Fig 4: MD cell secretome analysis.(A) Workflow of the generation and characterization of the MDgeo cell line and its culturing (conditioning) in control (normal salt [NS]) and low salt (LS) conditions. Differentiated mMDgeo cells show an epithelial cobblestone-like pattern, while semiconfluent MDgeo cells feature long axon-like processes. Scale bar: 25 μm. (B) Mass spectrometry (left) and CCN1 ELISA (right) analysis of the LS-conditioned MDgeo cell culture medium. Mass spectrum plot representing the detected MD-derived secreted proteins in the MDgeo cell culture medium as indicated. LS, low-salt medium. Data represent mean ± SEM. *P < 0.05 with t test, n = 4–6. (C) Immunohistochemistry validation of the expression of top enriched mouse MD-specific genes or their homologous isoforms in the human kidney. Data are from the Human Protein Atlas (HPA) where indicated. Image available from https://www.proteinatlas.org/ENSG00000012171-SEMA3B/tissue/kidney Scale bar: 50 μm.

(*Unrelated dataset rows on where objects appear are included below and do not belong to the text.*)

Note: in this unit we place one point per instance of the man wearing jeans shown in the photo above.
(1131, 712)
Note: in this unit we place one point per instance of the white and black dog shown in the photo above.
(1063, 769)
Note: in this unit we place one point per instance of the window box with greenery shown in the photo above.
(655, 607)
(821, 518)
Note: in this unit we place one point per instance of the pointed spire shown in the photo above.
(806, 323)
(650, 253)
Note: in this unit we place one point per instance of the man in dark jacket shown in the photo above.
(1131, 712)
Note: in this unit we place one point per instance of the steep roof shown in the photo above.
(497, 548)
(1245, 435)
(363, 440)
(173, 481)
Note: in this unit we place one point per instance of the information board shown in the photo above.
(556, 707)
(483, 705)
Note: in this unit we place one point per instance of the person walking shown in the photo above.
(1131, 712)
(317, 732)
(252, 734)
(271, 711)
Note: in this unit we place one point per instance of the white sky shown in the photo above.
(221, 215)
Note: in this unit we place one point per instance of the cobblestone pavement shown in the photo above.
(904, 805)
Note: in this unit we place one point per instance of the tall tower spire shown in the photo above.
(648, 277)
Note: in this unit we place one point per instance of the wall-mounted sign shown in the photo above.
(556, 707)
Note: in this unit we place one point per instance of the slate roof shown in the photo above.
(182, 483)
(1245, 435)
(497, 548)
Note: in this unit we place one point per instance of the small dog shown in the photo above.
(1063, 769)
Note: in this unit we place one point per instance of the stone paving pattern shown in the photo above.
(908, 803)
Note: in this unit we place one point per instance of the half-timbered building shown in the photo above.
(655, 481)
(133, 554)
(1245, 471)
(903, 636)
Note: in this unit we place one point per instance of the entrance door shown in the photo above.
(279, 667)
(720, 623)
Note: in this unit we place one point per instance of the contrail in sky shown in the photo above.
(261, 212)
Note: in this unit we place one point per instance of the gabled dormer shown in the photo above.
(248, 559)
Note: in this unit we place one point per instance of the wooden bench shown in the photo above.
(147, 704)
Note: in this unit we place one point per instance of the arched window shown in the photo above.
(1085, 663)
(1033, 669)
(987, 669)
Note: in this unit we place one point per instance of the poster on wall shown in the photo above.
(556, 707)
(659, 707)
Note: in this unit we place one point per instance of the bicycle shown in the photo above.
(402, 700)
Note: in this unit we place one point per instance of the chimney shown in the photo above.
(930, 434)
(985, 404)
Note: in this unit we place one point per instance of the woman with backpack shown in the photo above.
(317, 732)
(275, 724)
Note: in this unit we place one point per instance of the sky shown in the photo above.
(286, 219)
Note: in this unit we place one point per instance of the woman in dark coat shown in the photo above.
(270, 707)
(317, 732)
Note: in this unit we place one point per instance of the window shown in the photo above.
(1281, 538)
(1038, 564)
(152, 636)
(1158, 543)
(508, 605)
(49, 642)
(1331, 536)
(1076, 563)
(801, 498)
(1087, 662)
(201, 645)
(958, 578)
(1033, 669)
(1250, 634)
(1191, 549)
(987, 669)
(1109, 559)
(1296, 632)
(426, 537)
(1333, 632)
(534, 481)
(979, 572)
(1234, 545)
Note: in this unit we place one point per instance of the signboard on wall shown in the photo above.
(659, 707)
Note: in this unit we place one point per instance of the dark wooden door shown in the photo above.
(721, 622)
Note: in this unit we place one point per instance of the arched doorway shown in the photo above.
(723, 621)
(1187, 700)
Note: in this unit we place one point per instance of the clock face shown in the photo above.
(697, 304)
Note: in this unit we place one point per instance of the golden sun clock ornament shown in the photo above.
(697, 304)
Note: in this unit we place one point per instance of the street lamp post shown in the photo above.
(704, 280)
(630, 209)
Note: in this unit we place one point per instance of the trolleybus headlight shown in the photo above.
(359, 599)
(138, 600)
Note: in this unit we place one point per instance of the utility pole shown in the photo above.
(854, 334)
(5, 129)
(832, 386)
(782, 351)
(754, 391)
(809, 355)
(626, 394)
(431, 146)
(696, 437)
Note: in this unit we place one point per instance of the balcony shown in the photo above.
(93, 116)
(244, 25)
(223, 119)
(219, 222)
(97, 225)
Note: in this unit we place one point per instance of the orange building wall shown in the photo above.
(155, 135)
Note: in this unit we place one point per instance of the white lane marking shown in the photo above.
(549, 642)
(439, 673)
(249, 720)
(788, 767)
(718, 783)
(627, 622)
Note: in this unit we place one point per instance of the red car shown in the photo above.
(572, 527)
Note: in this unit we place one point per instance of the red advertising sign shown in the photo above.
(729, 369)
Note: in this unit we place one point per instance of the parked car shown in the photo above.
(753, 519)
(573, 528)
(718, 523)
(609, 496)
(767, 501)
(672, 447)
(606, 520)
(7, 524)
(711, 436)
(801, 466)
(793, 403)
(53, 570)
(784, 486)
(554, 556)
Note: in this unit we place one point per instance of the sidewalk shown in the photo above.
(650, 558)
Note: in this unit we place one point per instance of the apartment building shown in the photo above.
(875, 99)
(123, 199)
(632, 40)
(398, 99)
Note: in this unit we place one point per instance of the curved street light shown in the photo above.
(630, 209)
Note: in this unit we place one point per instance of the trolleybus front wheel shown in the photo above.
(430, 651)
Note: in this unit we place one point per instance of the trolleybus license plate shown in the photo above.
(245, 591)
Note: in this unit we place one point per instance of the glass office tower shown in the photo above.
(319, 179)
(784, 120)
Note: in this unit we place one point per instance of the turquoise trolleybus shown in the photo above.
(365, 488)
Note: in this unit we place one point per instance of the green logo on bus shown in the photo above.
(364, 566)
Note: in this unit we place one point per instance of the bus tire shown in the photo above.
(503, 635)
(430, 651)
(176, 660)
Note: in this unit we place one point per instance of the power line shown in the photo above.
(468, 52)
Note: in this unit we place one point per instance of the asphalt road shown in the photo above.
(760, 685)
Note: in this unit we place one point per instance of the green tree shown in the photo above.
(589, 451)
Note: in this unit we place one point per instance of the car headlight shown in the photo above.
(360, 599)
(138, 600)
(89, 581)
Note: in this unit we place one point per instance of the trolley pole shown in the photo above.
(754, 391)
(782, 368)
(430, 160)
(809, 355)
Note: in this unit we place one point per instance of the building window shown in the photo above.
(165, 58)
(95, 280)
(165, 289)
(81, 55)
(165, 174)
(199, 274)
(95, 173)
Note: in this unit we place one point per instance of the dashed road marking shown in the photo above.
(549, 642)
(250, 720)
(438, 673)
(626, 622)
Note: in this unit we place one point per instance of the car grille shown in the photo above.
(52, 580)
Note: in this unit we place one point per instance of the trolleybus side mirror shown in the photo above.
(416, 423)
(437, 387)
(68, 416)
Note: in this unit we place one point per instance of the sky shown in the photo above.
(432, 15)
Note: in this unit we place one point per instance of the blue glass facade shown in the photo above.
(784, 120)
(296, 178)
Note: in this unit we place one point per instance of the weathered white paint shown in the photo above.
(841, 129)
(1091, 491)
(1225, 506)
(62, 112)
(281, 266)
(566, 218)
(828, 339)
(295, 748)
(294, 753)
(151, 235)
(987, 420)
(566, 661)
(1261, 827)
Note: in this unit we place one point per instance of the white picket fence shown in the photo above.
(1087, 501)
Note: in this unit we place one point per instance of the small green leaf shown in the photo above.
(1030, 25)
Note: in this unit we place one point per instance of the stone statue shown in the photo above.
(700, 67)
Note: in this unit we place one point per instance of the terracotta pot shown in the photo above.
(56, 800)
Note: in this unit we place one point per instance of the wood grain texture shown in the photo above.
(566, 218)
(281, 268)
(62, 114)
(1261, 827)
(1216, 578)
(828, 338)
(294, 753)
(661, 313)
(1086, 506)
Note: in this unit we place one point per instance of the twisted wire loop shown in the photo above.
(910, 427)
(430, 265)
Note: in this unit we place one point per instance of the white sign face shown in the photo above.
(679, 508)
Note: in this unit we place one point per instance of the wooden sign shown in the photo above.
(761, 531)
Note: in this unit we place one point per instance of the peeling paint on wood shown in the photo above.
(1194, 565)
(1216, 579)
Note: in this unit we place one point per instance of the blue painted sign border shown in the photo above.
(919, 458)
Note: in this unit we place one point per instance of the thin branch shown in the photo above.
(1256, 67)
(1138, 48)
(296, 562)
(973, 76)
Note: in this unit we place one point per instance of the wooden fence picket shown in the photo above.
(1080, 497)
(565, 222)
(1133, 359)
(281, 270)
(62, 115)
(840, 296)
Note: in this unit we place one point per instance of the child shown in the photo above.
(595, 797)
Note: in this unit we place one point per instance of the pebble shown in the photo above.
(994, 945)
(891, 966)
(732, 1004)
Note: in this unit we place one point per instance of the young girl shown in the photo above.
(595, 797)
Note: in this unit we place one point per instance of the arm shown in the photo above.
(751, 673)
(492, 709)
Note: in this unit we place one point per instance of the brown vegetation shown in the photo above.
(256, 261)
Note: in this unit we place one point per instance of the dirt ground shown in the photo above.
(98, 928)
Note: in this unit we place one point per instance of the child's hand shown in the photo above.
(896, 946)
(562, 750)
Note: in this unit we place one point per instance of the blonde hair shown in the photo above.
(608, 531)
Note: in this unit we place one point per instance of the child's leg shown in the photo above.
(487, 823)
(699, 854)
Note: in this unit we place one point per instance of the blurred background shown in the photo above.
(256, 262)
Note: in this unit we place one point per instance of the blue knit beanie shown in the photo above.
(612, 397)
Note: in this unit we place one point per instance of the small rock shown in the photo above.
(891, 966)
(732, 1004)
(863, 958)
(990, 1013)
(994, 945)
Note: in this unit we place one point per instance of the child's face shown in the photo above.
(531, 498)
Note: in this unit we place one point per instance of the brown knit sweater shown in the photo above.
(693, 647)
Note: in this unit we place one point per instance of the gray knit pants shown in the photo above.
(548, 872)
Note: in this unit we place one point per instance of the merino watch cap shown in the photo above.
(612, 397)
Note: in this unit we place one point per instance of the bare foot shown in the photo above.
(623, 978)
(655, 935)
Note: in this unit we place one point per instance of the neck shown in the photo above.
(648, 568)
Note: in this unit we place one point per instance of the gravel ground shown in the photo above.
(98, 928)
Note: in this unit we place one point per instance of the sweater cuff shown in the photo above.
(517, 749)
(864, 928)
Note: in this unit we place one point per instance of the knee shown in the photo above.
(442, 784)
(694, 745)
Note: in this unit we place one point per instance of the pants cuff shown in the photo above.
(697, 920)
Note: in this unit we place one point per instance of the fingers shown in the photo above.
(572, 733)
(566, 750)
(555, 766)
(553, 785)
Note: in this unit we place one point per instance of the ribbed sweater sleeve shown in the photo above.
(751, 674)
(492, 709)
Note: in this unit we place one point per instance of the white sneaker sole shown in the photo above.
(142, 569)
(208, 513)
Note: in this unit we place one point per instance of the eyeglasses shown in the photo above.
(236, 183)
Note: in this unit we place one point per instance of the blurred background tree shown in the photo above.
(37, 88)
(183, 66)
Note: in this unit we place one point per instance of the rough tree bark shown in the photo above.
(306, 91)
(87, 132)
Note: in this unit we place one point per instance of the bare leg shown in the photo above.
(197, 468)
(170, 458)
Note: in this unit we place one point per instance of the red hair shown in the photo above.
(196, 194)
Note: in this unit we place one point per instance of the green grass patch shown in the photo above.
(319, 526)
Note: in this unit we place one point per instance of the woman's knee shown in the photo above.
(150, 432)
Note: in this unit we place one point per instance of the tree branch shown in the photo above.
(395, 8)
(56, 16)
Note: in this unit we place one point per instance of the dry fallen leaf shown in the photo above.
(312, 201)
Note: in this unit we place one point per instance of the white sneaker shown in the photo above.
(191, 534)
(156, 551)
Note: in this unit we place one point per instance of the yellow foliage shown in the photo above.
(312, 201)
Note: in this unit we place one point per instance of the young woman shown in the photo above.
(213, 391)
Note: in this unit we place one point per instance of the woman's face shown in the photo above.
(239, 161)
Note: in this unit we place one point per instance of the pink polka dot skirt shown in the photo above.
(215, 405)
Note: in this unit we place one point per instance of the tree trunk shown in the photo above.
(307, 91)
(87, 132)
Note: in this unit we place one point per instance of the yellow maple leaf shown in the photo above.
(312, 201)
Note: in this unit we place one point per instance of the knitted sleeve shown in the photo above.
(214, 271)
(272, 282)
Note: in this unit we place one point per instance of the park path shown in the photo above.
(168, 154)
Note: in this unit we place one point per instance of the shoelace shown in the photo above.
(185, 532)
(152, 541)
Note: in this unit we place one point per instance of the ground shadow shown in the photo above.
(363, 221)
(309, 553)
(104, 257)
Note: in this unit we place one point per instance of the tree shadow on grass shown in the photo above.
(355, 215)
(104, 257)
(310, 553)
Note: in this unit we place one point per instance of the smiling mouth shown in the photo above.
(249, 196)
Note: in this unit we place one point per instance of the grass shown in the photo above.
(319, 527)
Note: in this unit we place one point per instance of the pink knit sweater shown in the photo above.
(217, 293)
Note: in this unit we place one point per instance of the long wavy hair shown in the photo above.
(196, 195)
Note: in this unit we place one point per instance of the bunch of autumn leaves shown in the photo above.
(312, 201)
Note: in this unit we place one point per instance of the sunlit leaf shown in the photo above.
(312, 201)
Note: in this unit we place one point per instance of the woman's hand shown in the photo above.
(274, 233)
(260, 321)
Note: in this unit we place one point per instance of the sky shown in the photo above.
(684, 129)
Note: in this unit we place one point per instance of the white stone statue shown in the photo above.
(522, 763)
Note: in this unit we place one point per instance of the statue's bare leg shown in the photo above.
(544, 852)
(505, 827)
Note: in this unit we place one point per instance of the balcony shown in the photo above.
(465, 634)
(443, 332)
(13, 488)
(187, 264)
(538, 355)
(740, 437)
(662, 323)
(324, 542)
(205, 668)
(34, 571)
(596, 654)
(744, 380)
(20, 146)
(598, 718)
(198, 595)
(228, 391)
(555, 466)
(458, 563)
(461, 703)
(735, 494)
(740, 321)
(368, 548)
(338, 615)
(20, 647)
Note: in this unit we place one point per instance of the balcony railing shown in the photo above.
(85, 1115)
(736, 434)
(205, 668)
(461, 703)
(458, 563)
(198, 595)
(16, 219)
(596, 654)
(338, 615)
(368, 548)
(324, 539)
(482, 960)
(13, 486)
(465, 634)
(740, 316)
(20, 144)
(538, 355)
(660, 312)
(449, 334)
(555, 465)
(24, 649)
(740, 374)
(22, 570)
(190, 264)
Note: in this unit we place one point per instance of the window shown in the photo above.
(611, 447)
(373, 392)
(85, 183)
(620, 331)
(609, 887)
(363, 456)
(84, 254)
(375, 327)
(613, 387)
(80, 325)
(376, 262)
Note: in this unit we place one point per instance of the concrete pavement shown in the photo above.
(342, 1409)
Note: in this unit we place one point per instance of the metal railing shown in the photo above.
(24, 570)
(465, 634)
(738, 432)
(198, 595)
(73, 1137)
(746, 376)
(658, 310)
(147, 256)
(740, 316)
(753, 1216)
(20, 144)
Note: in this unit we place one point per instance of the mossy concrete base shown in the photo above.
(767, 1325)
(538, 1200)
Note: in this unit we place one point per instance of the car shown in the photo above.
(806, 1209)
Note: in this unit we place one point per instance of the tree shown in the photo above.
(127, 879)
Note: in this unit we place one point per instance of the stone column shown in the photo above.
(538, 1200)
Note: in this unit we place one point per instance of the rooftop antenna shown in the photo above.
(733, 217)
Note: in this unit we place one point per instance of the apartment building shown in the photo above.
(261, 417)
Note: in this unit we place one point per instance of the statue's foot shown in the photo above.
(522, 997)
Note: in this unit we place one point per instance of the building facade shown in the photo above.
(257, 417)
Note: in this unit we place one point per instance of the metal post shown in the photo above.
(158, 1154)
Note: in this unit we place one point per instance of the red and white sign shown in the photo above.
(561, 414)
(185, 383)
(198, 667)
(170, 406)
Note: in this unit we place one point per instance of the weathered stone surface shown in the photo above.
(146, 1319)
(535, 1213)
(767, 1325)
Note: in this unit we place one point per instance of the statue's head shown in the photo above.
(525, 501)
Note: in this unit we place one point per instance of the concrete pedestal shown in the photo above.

Fig 5: Manipulation of MD Wnt signaling alters glomerular structure and function.(A) Representative fluorescence images of frozen kidney sections (left) and quantification (center) of Wnt activity (GFP fluorescence [F] intensity, green) from mice with nuclear TCF/Lef:H2B-GFP reporter in control, LiCl (as positive control), LS, and LS+ACEi conditions; n = 4–6 (average of 5 MDs/animal). Intense GFP labeling in MD cells. Right: TCF4 immunohistochemistry in human kidney (data from the Human Protein Atlas [HPA]). Image available from https://www.proteinatlas.org/ENSG00000196628-TCF4/tissue/kidney Intense labeling in MD cells (arrows). G, glomerulus. (B) Illustration of the applied Cre/lox-based breeding strategies to generate inducible MD Wnt gain-of-function (MD-Wntgof) and loss-of-function (MD-Wntlof) mouse models. (C) Top: Renal histological (representative H&E images [left]) and functional (glomerular filtration rate [GFR, right]) features of MD-Wntgof and lof mice 2 months after tamoxifen induction; n = 4–5 (average of 5–10 glomeruli/animal). Note the enlarged or smaller cortical glomeruli in MD-Wntgof and lof mice, respectively, compared with control WT mice, with extracellular (mesangial) matrix accumulation in MD-Wntlof mice. Bottom: Representative immunofluorescence images (left) and statistical summary (right) of WT1+ (red) and CD34+ (green) cell number. Note the high cell density at the macula densa (MD) cell base (arrows). Yellow (in WT1) and orange (in CD34) colors represent the autofluorescence of red blood cells. Scale bars: 25 μm. Nuclei are labeled blue with DAPI. (D) Altered expression of MD-specific proteins in renal cortical homogenates, including CCN1 and SEMA3C; n = 4. Data represent mean ± SEM. *P < 0.05, **P < 0.01, ***P < 0.001, ****P < 0.0001, ANOVA followed by Dunnett’s test.